Once the handle is on, then carefully glue the portrait to the smoothest side. Set this aside to dry.

On the wall you want to put the dropping portrait, measure out a hole just slightly smaller than the portrait (about 1/2" to 1" smaller on all sides is about right). Make sure the hole is in a spot where it's easy for an actor to lean or reach through - and that there's enough room to move on the actor's side! Mark the location - this is where the portrait will be. Check to be sure this is good spot in the room on the guest side. Checking several times for correct placement is a very good idea - you're going to have a big hole in the wall when you're done, and being sure it's in the right place is worth some time to be sure!

Now measure twice the vertical size of the plywood panel.
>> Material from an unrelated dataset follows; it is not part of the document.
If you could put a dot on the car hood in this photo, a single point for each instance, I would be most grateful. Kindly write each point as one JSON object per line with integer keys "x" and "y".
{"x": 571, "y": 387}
Use this measurement, plus 2" to be the size of the side rails. At the bottom of the side rail measurement, mark the location of the top 2x4. This tells you how to cut the 2x4's to fit across the bottom.

Be sure everything fits
where it needs to!!!

Now you can cut out the portrait hole. Clean the edges so they're free of any wood bits. The edges can be sanded if not straight.
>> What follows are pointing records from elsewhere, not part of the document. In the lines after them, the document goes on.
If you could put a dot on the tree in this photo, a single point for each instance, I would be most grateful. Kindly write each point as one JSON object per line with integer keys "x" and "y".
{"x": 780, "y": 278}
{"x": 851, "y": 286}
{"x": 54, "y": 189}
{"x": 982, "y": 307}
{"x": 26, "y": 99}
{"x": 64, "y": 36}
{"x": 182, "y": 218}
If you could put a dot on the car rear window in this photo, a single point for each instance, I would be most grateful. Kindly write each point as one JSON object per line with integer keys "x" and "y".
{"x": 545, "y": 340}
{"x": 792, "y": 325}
Cut and assemble the 2x4's on the wall. It's a good idea to glue and screw these in place. As noted in the video, be sure the bottom piece is resting firmly on the ground, and the other pieces are pressed together. This area will take a beating, so a tight fit is a good idea.

Cut out the 4 1"x2" pieces for the rails, and screw them together. Offset the rails about 3/4" to 1" (see the top view).

Use the portrait to set the placement of the side rails. Leave about 1/2" open on the sides so the panel can move easily and freely. Yes, its loose - and that's on purpose!

Screw the side rails to the wall. Check that the portrait slides very easily in the slot created by the side rails.

Go ahead and cut and assemble the moulding/framing around the guest side of the portrait hole, stain and finish it as needed.

Place the portrait so that it looks good from the guest side, and mount a cord or drill a hole in the rail for a holding screw (as noted in the video).

Now mark and drill an eyehole for the actor to see the victims approach.

You're done!















 Scare Somebody!
The great thing about the design is just how simple it is to operate. All the actor needs to do is wait for the right moment and release the portrait, and jump into view!
The noise of the drop, and the actor's roar (or babble, as the case may be) makes for a really great scare that will put the shakes in anyone's knees!




In Closing...
That's a quick overview how to build a great prop that's guaranteed to make 'em jump everytime! Pay attention to the set around the portrait to make it appear part of the scenery. It works great in a hallway of portraits because it will look just like one of the other framed portraits. But the choice is yours. Have fun and make it your own. If you come up with any varitions or shortcuts, let us know. We'd be happy to share your innovations with other ScaryGuys. Happy Boos!